2014.12.30 Tue

Written by EDGE編集部

高校&ユース

開幕戦 東福岡 2対0 三鷹「横浜FM加入内定・中島の活躍で東福岡が初戦突破」

第93回高校サッカー選手権・開幕戦。優勝候補の東福岡が三鷹と対戦した。押し込みながらも点が入らない苦しい展開の中、J1横浜F・マリノス加入内定のキャプテン、中島賢星がチームを救う活躍を見せた。(取材・文 鈴木智之)

シュートを打てども、打てども入らない。

嫌な流れを断ち切ったのが、背番号10を背負う中島賢星だった。

後半開始直後の2分、左からのコーナーキックに飛び込みヘディングでゴール。

「キャプテンでもあるし、10番を背負っている以上、苦しいときに点が取れる選手にならないといけない」と、エースとして強い自覚を持って臨んだ初戦で、大仕事をやってのけた。

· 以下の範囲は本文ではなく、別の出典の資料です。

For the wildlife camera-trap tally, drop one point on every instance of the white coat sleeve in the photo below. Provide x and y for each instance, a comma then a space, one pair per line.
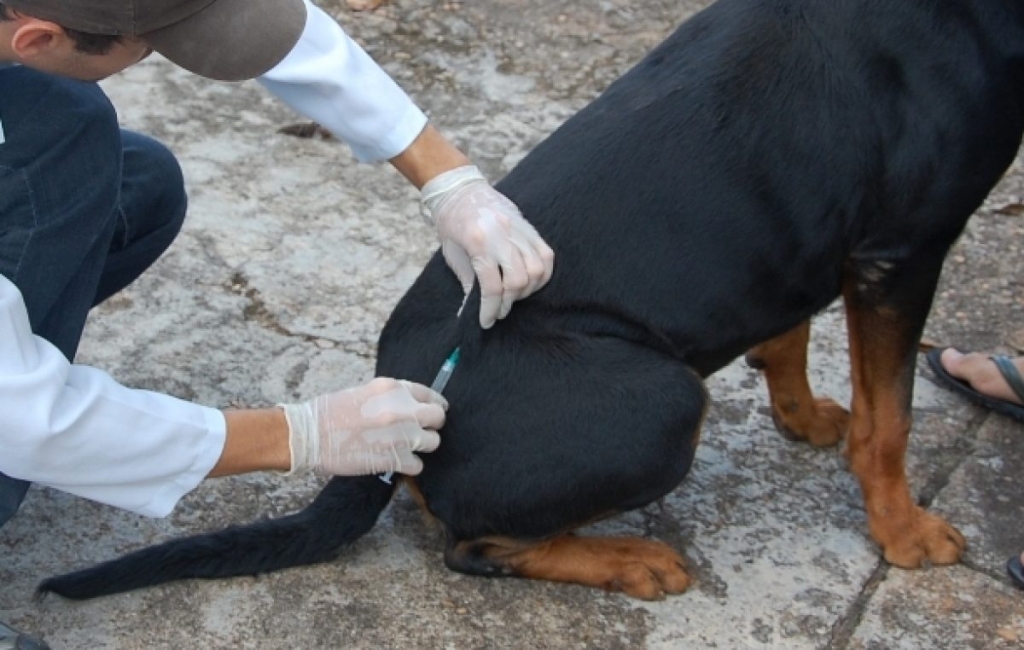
75, 429
330, 79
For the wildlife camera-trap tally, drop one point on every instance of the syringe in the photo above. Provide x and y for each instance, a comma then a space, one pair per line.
437, 386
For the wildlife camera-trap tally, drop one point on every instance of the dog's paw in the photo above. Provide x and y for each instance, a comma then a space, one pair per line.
929, 539
822, 423
648, 570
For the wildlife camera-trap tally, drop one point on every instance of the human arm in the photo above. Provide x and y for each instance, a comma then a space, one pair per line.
328, 78
371, 429
74, 428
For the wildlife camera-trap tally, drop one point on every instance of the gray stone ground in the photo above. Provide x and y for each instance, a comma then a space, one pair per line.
289, 264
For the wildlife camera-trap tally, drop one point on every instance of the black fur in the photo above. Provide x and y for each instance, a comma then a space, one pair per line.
715, 197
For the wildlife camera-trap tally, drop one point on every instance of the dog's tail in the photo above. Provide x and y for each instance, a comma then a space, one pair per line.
343, 512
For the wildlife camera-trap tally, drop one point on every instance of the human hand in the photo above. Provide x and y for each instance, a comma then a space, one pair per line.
483, 234
371, 429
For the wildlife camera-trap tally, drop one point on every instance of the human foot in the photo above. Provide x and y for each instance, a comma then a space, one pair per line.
981, 373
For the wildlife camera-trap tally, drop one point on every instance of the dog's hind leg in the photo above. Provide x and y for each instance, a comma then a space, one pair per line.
797, 413
595, 426
641, 568
886, 310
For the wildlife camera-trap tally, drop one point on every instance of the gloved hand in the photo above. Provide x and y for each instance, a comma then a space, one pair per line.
372, 429
484, 234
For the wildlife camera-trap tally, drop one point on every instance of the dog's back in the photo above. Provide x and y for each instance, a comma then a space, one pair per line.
716, 195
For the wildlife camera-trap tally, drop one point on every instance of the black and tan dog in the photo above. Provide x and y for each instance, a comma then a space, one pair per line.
769, 157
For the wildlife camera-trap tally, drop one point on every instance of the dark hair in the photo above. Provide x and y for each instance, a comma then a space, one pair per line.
85, 43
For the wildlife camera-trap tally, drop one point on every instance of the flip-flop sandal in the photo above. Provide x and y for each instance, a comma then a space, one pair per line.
1016, 571
1001, 406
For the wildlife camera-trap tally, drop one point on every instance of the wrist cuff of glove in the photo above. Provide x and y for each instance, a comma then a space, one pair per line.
436, 191
302, 438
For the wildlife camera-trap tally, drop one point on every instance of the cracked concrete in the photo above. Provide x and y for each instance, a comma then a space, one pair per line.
290, 262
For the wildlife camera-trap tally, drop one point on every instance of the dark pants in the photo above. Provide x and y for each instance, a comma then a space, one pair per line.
85, 207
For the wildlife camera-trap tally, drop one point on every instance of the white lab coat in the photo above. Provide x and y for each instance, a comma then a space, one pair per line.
73, 427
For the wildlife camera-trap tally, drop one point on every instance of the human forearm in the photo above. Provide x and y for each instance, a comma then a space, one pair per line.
429, 155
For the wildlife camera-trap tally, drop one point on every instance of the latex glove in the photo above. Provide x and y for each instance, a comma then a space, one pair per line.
483, 234
372, 429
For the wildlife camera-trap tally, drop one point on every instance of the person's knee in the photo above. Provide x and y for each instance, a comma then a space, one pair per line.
154, 192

森重潤也監督も「結果を残したという意味では満点の出来」と称えた。

高い技術と冷静な判断、広い視野から繰り出すパスで攻撃をリードする姿は、タレント軍団の中でも別格の存在感。

「周りを使えて、ゴールを狙えるのが自分の特徴。リズムが悪くなったら低い位置まで落ちて、パスをさばいてゲームを組み立てること、ゴール前まで攻め上がってシュートの場面に顔を出すことを心がけています」(中島)という、BOX to BOXのプレーでピッチに君臨した。

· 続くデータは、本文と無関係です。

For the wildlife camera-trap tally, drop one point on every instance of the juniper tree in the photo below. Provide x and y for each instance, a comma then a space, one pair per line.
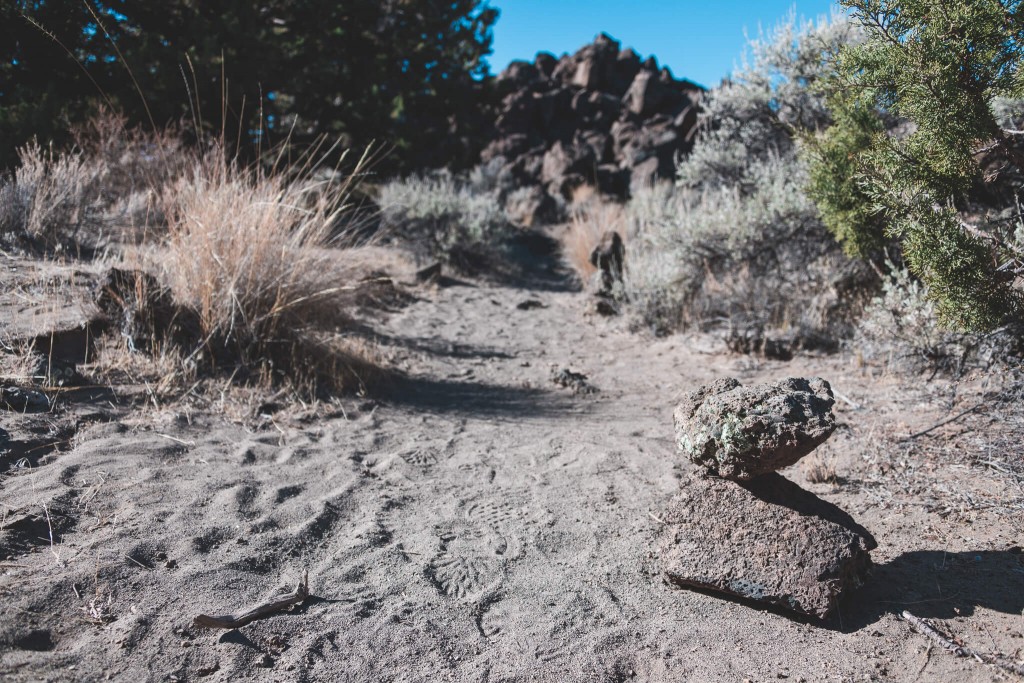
912, 123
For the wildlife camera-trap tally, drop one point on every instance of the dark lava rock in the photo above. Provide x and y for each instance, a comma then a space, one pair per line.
740, 432
597, 117
767, 540
607, 257
564, 377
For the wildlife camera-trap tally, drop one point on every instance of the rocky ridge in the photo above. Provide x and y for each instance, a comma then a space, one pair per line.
601, 117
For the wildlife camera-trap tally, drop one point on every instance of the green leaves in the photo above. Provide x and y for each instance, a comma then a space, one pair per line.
912, 112
394, 72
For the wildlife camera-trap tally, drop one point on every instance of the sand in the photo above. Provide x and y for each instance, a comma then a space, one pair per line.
480, 523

前半15分には、左サイドで対峙するDFを股抜きでかわし、ふわりとしたボールでクロスをあげた。

味方にはわずかに合わなかったが、182cmの長身から繰り出す柔らかなボールタッチ、アイデアあふれるプレーにスタンドはどよめいた。

理想とするのはイニエスタとジダン。

「試合前に映像を見ます。“ここにパスを出すのか!”という状況判断、ボールタッチの柔らかさ、ゴールを決めるところは、理想の選手でもあります」(中島)

 開幕戦では三鷹を圧倒し、21本のシュートを打ちながらも、流れの中からの得点はゼロ。

中島は次戦に向けて、改善点を分析する。

「バイタルエリアの攻略が重要になると思います。引いた相手を崩すためには、パスを出して動くことが大切。前線の選手が連携して、イメージが噛み合ったときはすごい攻撃ができるので、その回数を増やしたい」

今大会、優勝候補の最右翼と目されており、どのチームも最大限の警戒を払うことは、想像に難くない。

「インターハイで優勝したこともあり、どのチームもヒガシを倒すために頑張っているという話を聞きます。僕たちと試合をする相手は、常に決勝戦の気持ちで向かってくると思いますが、動揺せずに自分たちのサッカーができれば、結果はついてくると思います」(中島)

 中島だけでなく、J1神戸加入内定の“ヒガシのクリロナ”ことMF増山朝陽、巧みなポストプレーで基点を作る、FW木藤舜介、最終ラインの壁となるDF加奈川凌也、DF小笠原佳祐など、各ポジションにタレントを擁する“赤い彗星”。

並み居るライバルを退け、インターハイとの2冠を目指す。